A fresh SamMobile report says the Galaxy Watch Ultra 2 will jump to a roughly 800 mAh battery, a sizable bump over last year's 590 mAh cell. Charging speed stays put at 10W, so the gains here are all about endurance rather than topping up faster.
Samsung's next wave of wearables is starting to take shape, and the most interesting detail so far has nothing to do with charging speed. A new report from SamMobile claims the Galaxy Watch Ultra 2 will carry a battery with a rated capacity of 784 mAh, which Samsung will likely market as a typical capacity of 800 mAh. That's a meaningful step up from the original Galaxy Watch Ultra and its 590 mAh cell.

This follows recent 3C certification filings that revealed the charging side of the story. Both the Galaxy Watch9 and the Watch Ultra 2 will support 10W charging, identical to their predecessors. So while the battery is growing, the rate at which you refill it is not. In practice, a larger cell at the same wattage means slightly longer charge times, but the trade-off is more runtime between trips to the charger, which is usually what smartwatch owners actually want.
What the numbers mean in daily use
The original Watch Ultra already had a reputation as one of the longer-lasting Wear OS watches, partly because of that 590 mAh battery and partly because of Samsung's Exynos W1000 efficiency tuning. Pushing capacity up by roughly a third gives Samsung room to either extend battery life outright or to spend that headroom on power-hungry features like always-on displays, more aggressive health tracking, or brighter screens without tanking endurance.
For an adventure-focused watch like the Ultra line, which competes directly with the Apple Watch Ultra and Garmin's multi-day trackers, battery is the spec that matters most. A bigger cell is exactly the kind of upgrade that justifies a second-generation model when the design language stays familiar.
The rest of the Galaxy Watch9 lineup
The smaller watches are getting attention too. The Galaxy Watch9 in its 40mm size is reported to use a battery with a rated capacity of 382 mAh, marketed as a typical 400 mAh. That compares to the 325 mAh cell in the 40mm Galaxy Watch8, a solid gain for the compact model. The 44mm Galaxy Watch9 is said to keep the same 435 mAh battery as the 44mm Watch8, so the growth is concentrated in the smaller variant where space is tightest and improvements are hardest to engineer.

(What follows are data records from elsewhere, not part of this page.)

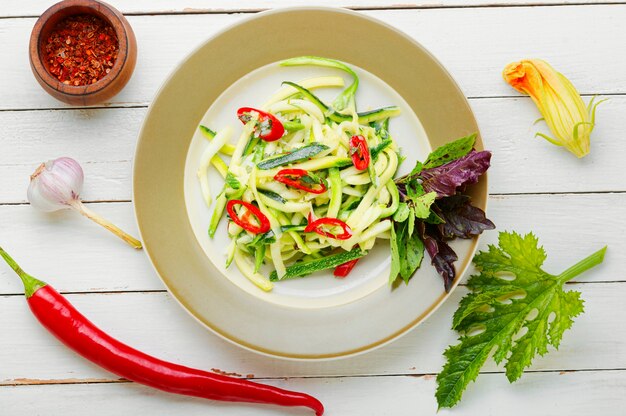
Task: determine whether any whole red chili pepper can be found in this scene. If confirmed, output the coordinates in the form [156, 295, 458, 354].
[274, 169, 327, 194]
[227, 200, 271, 234]
[333, 258, 359, 278]
[350, 135, 370, 171]
[305, 217, 352, 240]
[237, 107, 285, 142]
[0, 247, 323, 415]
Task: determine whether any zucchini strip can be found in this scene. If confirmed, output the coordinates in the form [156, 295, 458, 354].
[208, 192, 227, 237]
[359, 220, 392, 244]
[274, 211, 312, 255]
[256, 156, 352, 178]
[225, 239, 236, 268]
[269, 248, 364, 281]
[258, 193, 311, 213]
[343, 172, 371, 186]
[289, 99, 325, 123]
[282, 81, 401, 124]
[231, 120, 256, 167]
[342, 186, 365, 197]
[280, 56, 358, 111]
[197, 126, 233, 206]
[257, 181, 301, 200]
[270, 242, 286, 280]
[199, 125, 236, 155]
[211, 155, 228, 178]
[249, 167, 281, 232]
[283, 121, 305, 132]
[262, 75, 345, 108]
[234, 248, 273, 291]
[327, 167, 342, 218]
[257, 143, 329, 170]
[378, 181, 400, 219]
[347, 149, 397, 228]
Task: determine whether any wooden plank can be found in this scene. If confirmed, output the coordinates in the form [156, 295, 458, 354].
[0, 283, 623, 382]
[0, 192, 622, 296]
[471, 96, 625, 194]
[1, 6, 625, 109]
[0, 96, 624, 205]
[0, 108, 140, 204]
[0, 108, 139, 204]
[1, 370, 624, 415]
[0, 202, 158, 294]
[2, 1, 622, 17]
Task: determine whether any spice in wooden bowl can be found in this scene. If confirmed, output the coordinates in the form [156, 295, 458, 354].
[44, 14, 119, 86]
[29, 0, 137, 106]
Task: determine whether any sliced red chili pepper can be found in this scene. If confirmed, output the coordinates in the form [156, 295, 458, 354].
[227, 200, 271, 234]
[237, 107, 285, 142]
[274, 169, 327, 194]
[305, 217, 352, 240]
[333, 258, 359, 278]
[350, 135, 370, 171]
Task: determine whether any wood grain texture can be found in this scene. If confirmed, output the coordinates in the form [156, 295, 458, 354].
[0, 193, 621, 296]
[0, 107, 140, 204]
[2, 0, 623, 17]
[1, 6, 626, 109]
[0, 96, 624, 205]
[1, 370, 625, 415]
[1, 283, 624, 382]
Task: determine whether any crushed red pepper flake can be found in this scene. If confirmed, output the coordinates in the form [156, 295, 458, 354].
[43, 14, 119, 86]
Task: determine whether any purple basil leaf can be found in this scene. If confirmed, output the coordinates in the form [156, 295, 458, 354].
[419, 222, 458, 292]
[436, 195, 495, 240]
[419, 150, 492, 198]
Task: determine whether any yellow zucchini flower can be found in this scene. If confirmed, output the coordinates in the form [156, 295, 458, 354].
[503, 59, 604, 158]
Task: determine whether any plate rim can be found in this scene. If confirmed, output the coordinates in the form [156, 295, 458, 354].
[133, 5, 488, 361]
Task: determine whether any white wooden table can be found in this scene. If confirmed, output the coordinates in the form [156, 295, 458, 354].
[1, 1, 625, 414]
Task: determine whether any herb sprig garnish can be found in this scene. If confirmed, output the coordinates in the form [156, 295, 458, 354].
[390, 134, 494, 290]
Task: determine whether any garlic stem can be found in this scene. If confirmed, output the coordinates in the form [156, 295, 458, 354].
[69, 200, 142, 249]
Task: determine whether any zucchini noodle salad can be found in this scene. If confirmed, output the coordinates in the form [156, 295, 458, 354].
[196, 57, 403, 291]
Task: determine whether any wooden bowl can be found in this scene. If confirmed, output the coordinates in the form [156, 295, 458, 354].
[29, 0, 137, 106]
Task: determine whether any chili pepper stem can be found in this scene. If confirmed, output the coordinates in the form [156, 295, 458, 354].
[0, 247, 46, 298]
[68, 200, 142, 249]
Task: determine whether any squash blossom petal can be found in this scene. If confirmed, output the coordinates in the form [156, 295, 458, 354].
[503, 59, 604, 158]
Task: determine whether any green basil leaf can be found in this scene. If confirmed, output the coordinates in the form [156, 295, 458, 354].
[225, 172, 241, 190]
[401, 234, 425, 283]
[408, 209, 416, 237]
[393, 202, 410, 222]
[423, 134, 476, 169]
[413, 192, 437, 219]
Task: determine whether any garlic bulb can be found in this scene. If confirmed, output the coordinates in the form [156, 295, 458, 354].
[28, 157, 84, 212]
[28, 157, 142, 249]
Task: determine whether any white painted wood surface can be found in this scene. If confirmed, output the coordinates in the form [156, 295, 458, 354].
[3, 371, 625, 415]
[0, 2, 624, 415]
[1, 283, 623, 382]
[2, 0, 622, 16]
[3, 6, 626, 110]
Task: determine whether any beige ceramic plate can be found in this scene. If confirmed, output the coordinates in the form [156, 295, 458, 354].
[134, 7, 487, 360]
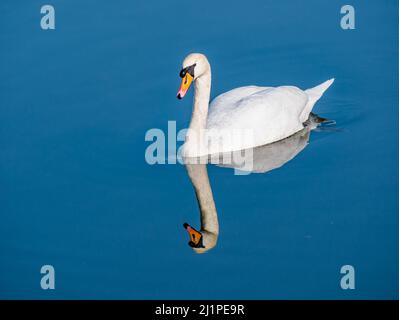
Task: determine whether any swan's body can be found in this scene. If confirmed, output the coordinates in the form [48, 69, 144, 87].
[207, 82, 333, 151]
[177, 53, 334, 157]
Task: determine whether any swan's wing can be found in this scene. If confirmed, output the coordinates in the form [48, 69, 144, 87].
[210, 86, 269, 110]
[207, 86, 309, 150]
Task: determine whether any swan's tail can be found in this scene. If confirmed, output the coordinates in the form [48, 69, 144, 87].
[300, 78, 335, 122]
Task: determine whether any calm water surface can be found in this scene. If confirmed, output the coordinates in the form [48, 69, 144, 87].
[0, 0, 398, 298]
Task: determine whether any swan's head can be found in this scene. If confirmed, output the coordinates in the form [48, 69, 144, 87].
[177, 53, 210, 99]
[183, 222, 218, 254]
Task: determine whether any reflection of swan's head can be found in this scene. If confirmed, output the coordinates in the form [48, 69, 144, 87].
[183, 223, 218, 254]
[177, 53, 210, 99]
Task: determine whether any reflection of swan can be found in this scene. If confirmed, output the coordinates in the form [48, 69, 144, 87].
[177, 53, 334, 157]
[184, 164, 219, 254]
[214, 117, 317, 173]
[183, 115, 328, 253]
[213, 127, 311, 174]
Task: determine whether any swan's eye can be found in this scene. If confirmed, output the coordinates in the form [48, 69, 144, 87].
[179, 64, 196, 78]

Samsung is also expected to bring back the Galaxy Watch9 Classic with its rotating physical bezel, rounding out the trio of new wearables.

Ecosystem context
These watches run Wear OS with Samsung's One UI Watch layer on top, which means the experience is tightly bound to the Galaxy phone ecosystem. Features like ECG, blood pressure monitoring, and the new tools coming in the updated Samsung Health app work best, and in some regions only, when paired with a Galaxy handset. That ecosystem lock-in cuts both ways: deeply integrated for Galaxy owners, noticeably more limited for anyone pairing with a non-Samsung Android phone or considering a switch.
The timing lines up with Samsung's summer Unpacked. All three watches are rumored to launch on July 22 alongside the Galaxy Z Flip8, Galaxy Z Fold8, and a new Galaxy Z Fold8 Ultra. As always with pre-launch leaks, treat the exact figures as provisional until Samsung confirms them on stage, but the direction here, more battery without faster charging, is a consistent and believable one for a refresh aimed at endurance.